Step 1 Given: The following parametric equations, \(x=\ -7\ \cos(2t),\ y=\ -7\ \sin(2t),\ 0\ \leq\ t\ \leq\ \pi.\)

Step 2 a) To eliminate the parameter to obtain an equation in x and y. We have, The following parametric equations, (1)\(x =\ −7 \cos(2t)\)

\(y =\ −7 \sin(2t)\)(2) Adding equations (1) and (2), we get \(x^{2}\ +\ y^{2}=(-7\ \cos(2t))^{2}\ +\ (-7\ \sin(2t))^{2}\)

\(=49\ \cos^{2}(2t)\ +\ 49\ \sin^{2}(2t)\)

\(=49(\cos^{2}(2t)\ +\ \sin^{2}(2t))\)

\(=49(1)\ \because \text{By using trignometric identity}\)

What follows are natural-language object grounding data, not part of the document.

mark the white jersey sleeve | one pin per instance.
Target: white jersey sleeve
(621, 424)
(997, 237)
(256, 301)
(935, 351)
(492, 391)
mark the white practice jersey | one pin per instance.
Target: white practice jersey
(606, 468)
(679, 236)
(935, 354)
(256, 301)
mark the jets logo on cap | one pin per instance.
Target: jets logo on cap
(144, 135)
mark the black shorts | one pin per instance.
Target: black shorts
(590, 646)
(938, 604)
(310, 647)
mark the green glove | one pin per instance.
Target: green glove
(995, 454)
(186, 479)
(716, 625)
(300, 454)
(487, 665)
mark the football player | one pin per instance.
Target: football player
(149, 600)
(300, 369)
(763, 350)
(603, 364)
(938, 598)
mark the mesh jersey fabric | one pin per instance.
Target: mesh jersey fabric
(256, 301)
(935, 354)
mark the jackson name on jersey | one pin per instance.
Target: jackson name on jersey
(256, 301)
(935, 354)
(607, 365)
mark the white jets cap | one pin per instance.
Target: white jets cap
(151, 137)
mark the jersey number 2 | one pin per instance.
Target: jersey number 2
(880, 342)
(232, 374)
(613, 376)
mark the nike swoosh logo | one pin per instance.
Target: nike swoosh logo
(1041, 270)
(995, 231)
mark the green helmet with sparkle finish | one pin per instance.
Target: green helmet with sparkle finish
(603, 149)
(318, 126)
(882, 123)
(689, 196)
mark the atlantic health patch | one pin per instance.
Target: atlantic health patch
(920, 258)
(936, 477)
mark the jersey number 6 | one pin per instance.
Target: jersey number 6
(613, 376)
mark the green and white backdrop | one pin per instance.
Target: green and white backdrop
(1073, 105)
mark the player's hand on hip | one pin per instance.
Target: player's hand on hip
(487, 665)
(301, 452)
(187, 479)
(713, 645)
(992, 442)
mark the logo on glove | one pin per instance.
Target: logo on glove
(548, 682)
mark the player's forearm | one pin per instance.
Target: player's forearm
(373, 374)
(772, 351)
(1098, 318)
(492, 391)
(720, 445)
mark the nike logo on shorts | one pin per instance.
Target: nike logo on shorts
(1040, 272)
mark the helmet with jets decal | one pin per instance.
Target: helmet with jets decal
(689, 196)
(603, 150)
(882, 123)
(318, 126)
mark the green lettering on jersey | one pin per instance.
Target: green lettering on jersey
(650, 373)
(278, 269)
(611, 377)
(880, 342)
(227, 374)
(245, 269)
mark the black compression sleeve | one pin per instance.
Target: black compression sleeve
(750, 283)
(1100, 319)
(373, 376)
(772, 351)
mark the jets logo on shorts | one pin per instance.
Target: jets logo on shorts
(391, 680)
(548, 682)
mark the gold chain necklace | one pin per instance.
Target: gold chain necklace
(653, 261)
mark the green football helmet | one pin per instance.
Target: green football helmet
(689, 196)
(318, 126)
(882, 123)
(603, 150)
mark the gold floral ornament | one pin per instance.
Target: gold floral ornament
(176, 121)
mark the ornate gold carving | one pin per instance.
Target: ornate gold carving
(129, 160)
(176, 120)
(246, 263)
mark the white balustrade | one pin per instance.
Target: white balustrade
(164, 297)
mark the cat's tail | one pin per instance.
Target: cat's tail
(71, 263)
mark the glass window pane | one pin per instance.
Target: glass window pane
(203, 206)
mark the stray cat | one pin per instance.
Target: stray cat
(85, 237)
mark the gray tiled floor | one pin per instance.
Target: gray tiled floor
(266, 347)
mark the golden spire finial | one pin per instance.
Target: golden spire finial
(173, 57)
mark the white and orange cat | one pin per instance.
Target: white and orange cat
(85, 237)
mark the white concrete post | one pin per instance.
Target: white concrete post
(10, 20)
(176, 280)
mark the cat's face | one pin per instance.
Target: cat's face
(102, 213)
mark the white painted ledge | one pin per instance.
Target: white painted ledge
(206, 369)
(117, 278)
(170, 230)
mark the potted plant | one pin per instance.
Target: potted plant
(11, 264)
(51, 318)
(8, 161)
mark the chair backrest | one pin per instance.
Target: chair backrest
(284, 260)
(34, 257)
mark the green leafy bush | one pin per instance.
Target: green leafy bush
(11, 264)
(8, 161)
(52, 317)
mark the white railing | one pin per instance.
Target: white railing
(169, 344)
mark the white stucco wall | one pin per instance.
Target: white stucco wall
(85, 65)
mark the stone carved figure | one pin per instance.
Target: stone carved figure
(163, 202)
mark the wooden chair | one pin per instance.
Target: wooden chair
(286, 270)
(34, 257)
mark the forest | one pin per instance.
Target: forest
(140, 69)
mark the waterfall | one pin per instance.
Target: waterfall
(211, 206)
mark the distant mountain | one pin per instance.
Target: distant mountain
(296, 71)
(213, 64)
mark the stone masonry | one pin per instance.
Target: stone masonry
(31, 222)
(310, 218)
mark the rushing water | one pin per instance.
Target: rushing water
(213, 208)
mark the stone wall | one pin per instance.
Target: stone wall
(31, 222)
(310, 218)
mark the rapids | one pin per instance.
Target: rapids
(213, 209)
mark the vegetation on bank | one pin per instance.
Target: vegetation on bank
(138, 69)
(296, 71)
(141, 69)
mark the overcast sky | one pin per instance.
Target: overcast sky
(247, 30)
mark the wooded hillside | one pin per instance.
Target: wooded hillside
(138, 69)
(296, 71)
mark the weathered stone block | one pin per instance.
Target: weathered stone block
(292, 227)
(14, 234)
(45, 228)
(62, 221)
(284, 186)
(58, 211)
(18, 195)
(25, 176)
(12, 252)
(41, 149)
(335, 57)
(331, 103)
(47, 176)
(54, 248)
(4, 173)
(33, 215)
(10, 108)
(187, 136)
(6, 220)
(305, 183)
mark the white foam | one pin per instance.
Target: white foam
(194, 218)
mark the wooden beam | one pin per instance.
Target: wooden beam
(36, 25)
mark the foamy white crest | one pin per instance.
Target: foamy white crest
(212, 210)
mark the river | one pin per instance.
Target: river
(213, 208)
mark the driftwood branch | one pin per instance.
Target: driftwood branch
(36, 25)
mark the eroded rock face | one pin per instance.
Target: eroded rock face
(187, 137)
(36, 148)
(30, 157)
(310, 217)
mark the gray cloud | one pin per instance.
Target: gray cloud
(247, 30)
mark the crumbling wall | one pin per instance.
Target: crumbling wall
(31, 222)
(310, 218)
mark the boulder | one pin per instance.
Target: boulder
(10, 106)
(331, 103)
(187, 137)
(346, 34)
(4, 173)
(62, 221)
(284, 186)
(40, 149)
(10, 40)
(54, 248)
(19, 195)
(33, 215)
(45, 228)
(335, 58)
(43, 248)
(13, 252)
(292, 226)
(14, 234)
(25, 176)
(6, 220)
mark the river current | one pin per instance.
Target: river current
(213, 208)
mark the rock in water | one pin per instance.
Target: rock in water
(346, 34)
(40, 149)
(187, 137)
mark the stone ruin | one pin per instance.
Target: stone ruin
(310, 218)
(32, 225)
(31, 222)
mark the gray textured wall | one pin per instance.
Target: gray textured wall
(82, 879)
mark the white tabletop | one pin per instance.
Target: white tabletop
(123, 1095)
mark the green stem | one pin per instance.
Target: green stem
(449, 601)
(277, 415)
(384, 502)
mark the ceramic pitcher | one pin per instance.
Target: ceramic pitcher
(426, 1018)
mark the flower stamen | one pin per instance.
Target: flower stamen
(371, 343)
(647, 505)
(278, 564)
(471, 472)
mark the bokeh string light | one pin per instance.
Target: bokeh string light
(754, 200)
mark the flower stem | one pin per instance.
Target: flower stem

\(=49\) An equation in x and y is \(x^{2}\ +\ y^{2} = 49.\) Step 3 b) To describe the curve and indicate the positive orientation. We have, \(x^{2}\ +\ y^{2} = (7)^{2}.\) The curve represents a circle at the origin, \((0,\ 0)\ \text{and radius,}\ r = 7.\) To indicate the positive orientation, we will use the following parametric equations, \(x =\ −7\ \cos(2t),\ y =\ −7\ \sin(2t),\ 0\ \leq\ t\ \leq\ \pi.\) The interval given is \(0\ \leq\ t\ \leq\ \pi.\)

\(x =\ −7\ \cos(2(0)) =\ −7(\cos(0)) =\ −7(1) =\ −7\)

\(y =\ −7\ \sin(2(0)) =\ −7(\sin(0)) =\ −7(0) = 0.\) Implies the initial point is \((−7,\ 0).\) For \(t = \pi,\)

\(x =\ −7\ \cos(2\ \pi) =\ −7(1) =\ −7y =\ −7\ \sin(2\ \pi) =\ −7(0) = 0.\) Implies the end point is \((−7,\ 0).\) The initial point and the end point are equal, that is, \((−7,\ 0).\) Hence, the orientation is positive in anticlockwise direction.